Furthermore, the potential superinfection was only detected as the result of in-depth studies done in the research lab and did not involve any signs or symptoms in the patient.
“As far as we know, HIV superinfection is very rare and does not seem to have any clinical impact,” Durand added.
“Clinicians can reassure patients that in the cases of breakthrough, there were no clinical effects reported by study participants or providers.”
In light of the current findings and other studies, the Health and Human Services (HHS) secretary recently proposed a rule to remove the research requirement to perform kidney and liver transplants from donors with HIV to recipients with HIV.
Based on the authors’ previous research of patients involved in the HOPE Act studies, the change cannot come soon enough.
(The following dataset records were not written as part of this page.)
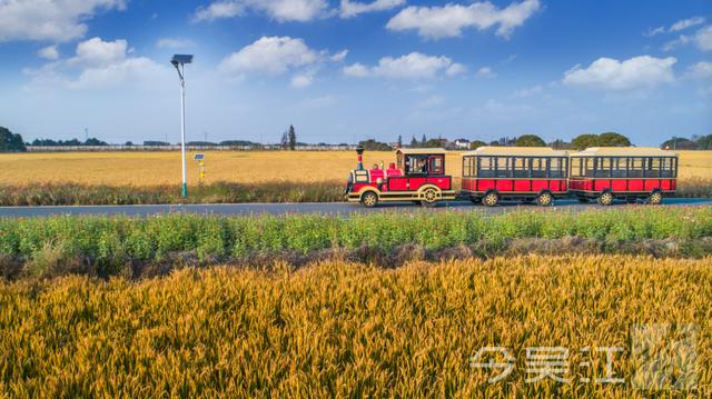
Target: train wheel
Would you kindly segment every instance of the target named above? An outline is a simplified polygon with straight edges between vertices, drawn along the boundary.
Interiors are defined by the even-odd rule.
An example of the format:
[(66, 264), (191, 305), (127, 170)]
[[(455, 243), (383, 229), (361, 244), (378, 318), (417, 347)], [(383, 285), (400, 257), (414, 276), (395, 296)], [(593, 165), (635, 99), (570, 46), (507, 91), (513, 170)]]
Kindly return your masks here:
[(647, 197), (649, 205), (661, 205), (663, 203), (663, 193), (660, 191), (651, 192), (650, 197)]
[(360, 203), (366, 208), (373, 208), (378, 205), (378, 194), (373, 191), (368, 191), (360, 196)]
[(536, 197), (536, 203), (540, 207), (551, 207), (554, 203), (554, 197), (552, 197), (551, 192), (542, 192)]
[(437, 206), (437, 191), (435, 189), (425, 189), (423, 191), (423, 201), (421, 201), (424, 207), (435, 207)]
[(482, 198), (482, 203), (485, 207), (494, 207), (500, 202), (500, 196), (496, 192), (490, 191)]
[(613, 194), (611, 193), (611, 191), (606, 191), (599, 196), (599, 203), (606, 207), (613, 203)]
In a 2023 study, the authors found that the wait time for a HOPE Act kidney (from a donor with HIV) was only 10.8 months compared with as much as 60.8 months for a non-HOPE Act transplant — a 3.3-fold higher rate of kidney transplant, Durand said.
“Allowing transplant centers to do these transplants as clinical care, outside of HOPE Act studies, will broaden the impact of this life-saving therapy,” she said.
Only about 30 centers currently offer HOPE Act transplants, while there are more than 250 transplant centers in the United States, Durand noted.
“Limited participation is likely due in part to the administrative infrastructure, time, and effort required to do research,” she said. “Allowing [the HIV donor transplants] as clinical care will remove barriers.”
Further commenting on the research, the editorial author Elmi Muller, MD, PhD, of the Department of Surgery, Stellenbosch University, Stellenbosch, South Africa, noted that a key factor in the favorable results is that newer drug regimens have advanced to better prevent rejection.
“Rejection rates are lower with newer-generation HIV drugs, which have minimal interactions with immunosuppressive drugs than with earlier HIV drugs,” Muller explained.
“Taken together, these outcomes support the expansion of kidney transplantation involving donors and recipients with HIV from research to clinical care.” Muller said.
“The safety of organs from HIV-positive donors is no longer in question; these organs result in excellent graft survival.”
Furthermore, “the introduction of a second viral strain has no clinically significant effect, as shown in the [current] study and in a previous study.”
Durand’s disclosures are detailed in the published study. Muller had no disclosures to report.